Lecture de Claude Simon, Les Géorgiques, et aussitôt emporté par le rythme, la musique, l’humour qui (pour moi) s’y dissimule à peine et le tout si terrien, bien terre à terre, alors que le sens d’un récit recherché par réflexe pavlovien s’éparpille dans chaque phrase en images fractales se déployant ainsi comme source et conséquence sans plus de conséquence que ce mot lui-même.

Est-ce la connaissance d’un art équestre, une tradition de cavalerie, qui des deux chevauche l’autre de la langue ou de l’auteur, une alternance forcément, un coup l’un un coup l’autre. Il n’écrit qu’au présent son texte participe, témoigne, d’un présent de l’écriture d’être présent à. D’une offrande, d’être recueil, receptacle. En le lisant lentement avec circonspection on peut deviner des strates des couches géologiques se superposant d’un instant présent à un autre. La couche de correction, de réécriture étant issue du même impératif de justesse que celle du premier jet. Se précisant seulement par des critères de justesse d’obédience musicale. D’où une cohérence que le sens cherche en vain s’il ne se fie à l’oreille.

Une destruction chirurgicale de la forme ancienne dont par lambeaux découpés au scalpel, il effectue « un collage » façon cubiste. La relation à la peinture comme à la musique c’est à dire à l’art sans la pensée sur l’art, mais par exercices pratiques, semblables à ceux proposés dans les ateliers de F. Quelque chose effectué en tous cas dans une régularité de métronome, très modestement, du matériel que l’on travaille, polit, assemble et ajuste comme le font les artisans, mais toutefois mué par une intention « aristocratique », d’ailleurs même intention relevée en son temps dans « les vies minuscules » de Pierre Michon. Mais peut-être « aristocratique » est exagéré ou en dessous, c’est une autorité dans l’acception de ce terme où l’auteur et la langue collaborent ensemble à la faire sourdre d’elle-même, une autorité qui s’accouche par la langue et celui qui se laisse conduire et la conduit. C’est maladroitement dit, mais suffisant pour le recreuser ensuite, ne pas l’oublier. Mais veut-on dire quelque chose en amont de l’écrire, de l’instant présent où une volonté qui souvent nous dépasse s’inscrit de façon plus ou moins hermétique. Ou bien dans ce cas n’est-ce pas là le travail de pénétrer par les sens dans l’hermétisme, et par le son, le rythme, la période non pas l’éventrer mais mettre au monde un objet d’apparence insensée si on le regarde avec de vieilles lunettes.

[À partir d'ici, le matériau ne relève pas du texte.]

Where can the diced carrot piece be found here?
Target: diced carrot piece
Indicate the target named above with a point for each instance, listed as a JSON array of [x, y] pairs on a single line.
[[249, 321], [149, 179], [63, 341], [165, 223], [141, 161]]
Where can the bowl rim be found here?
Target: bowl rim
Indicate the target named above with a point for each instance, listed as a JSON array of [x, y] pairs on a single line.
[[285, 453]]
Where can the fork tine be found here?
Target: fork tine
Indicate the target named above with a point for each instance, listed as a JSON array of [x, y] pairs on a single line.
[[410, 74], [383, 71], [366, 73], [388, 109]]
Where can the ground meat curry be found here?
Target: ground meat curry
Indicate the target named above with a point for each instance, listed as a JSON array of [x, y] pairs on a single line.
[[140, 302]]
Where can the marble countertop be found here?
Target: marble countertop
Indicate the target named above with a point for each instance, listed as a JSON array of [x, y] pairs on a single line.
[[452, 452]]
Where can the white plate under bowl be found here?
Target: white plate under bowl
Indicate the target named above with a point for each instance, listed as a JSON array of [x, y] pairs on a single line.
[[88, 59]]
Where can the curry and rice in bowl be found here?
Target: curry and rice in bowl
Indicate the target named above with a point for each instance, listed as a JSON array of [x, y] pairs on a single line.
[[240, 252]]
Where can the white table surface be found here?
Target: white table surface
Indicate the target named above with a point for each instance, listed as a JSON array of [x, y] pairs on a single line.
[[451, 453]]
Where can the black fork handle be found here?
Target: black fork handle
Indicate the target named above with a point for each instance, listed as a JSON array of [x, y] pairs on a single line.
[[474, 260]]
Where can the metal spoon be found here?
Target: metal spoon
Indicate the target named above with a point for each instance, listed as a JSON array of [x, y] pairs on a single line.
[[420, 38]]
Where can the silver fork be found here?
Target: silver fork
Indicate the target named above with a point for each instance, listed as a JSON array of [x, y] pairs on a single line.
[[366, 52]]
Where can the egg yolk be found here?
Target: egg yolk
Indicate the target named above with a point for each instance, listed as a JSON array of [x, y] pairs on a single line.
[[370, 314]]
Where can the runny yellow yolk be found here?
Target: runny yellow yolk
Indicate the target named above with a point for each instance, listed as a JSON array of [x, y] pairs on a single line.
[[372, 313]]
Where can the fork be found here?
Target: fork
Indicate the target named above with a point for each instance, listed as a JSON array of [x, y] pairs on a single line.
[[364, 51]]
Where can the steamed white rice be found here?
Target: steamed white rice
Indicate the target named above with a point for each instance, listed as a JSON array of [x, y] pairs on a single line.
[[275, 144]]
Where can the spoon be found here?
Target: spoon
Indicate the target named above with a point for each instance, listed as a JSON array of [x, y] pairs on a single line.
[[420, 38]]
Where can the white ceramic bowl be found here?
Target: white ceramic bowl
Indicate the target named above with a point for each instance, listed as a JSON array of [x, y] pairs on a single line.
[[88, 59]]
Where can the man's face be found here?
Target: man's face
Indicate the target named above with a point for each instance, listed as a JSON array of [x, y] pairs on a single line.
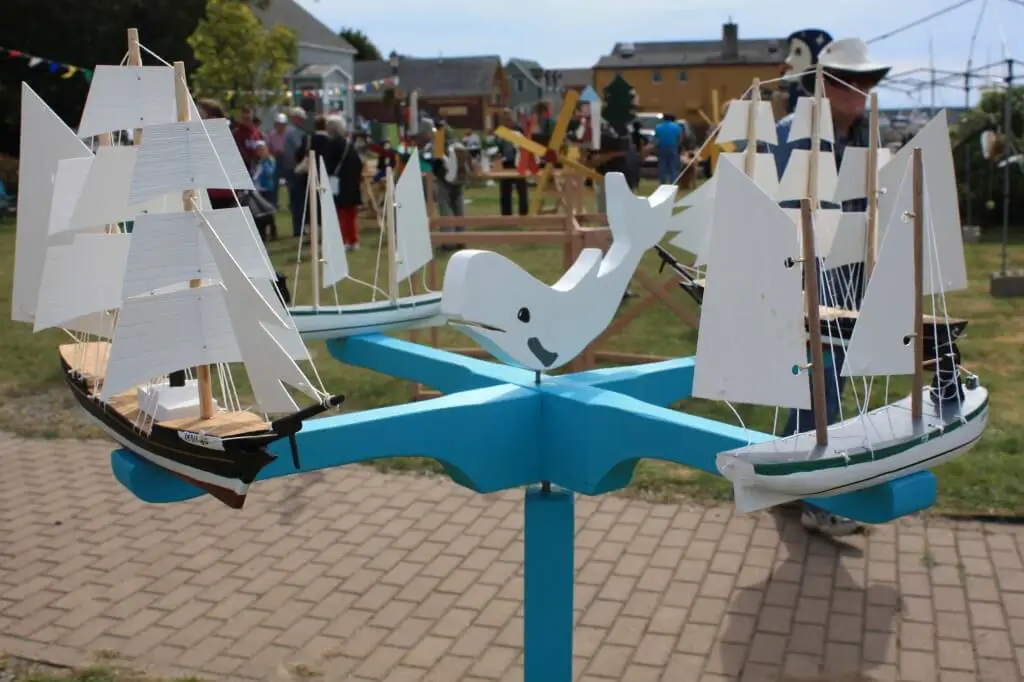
[[846, 100]]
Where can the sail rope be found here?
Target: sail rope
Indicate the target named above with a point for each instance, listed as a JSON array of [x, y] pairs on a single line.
[[936, 273], [320, 388]]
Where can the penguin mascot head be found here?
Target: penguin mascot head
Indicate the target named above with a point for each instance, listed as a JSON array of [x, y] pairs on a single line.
[[805, 46]]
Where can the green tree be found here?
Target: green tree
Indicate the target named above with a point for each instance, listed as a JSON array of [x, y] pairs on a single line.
[[620, 107], [240, 61], [981, 190], [365, 48]]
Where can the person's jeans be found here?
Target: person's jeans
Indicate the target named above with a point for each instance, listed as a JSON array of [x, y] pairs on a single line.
[[505, 189], [668, 166], [297, 202]]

Etrangement lire Claude Simon me réconcilie avec la peinture et la notion d’atelier tout entière.

Le malentendu du journal, du carnet, s’il tombe sous les yeux d’un tiers s’y reconnaissant, y compris son auteur. Le même malentendu que dans la vie de tous les jours où sont émises des formes sonores, visuelles, sensorielles essentiellement et à qui on impose de vouloir dire quelque chose qui révélerait, dévoilerait une vérité bonne ou mauvaise… un sens. Alors qu’il ne s’agit que de son et d’images de rythmes qui s’entrelacent, se trouvent fortuitement des assemblages éphémères. A la simplicité romanesque s’oppose une résistance de tous les sens désormais en éveil. Une simultanéité de résistances contre l’illusion du linéaire. Cette simultanéité peut aussi bien être un synonyme du collectif. Alors que la temporalité nécessite un sens comme un sujet, une histoire.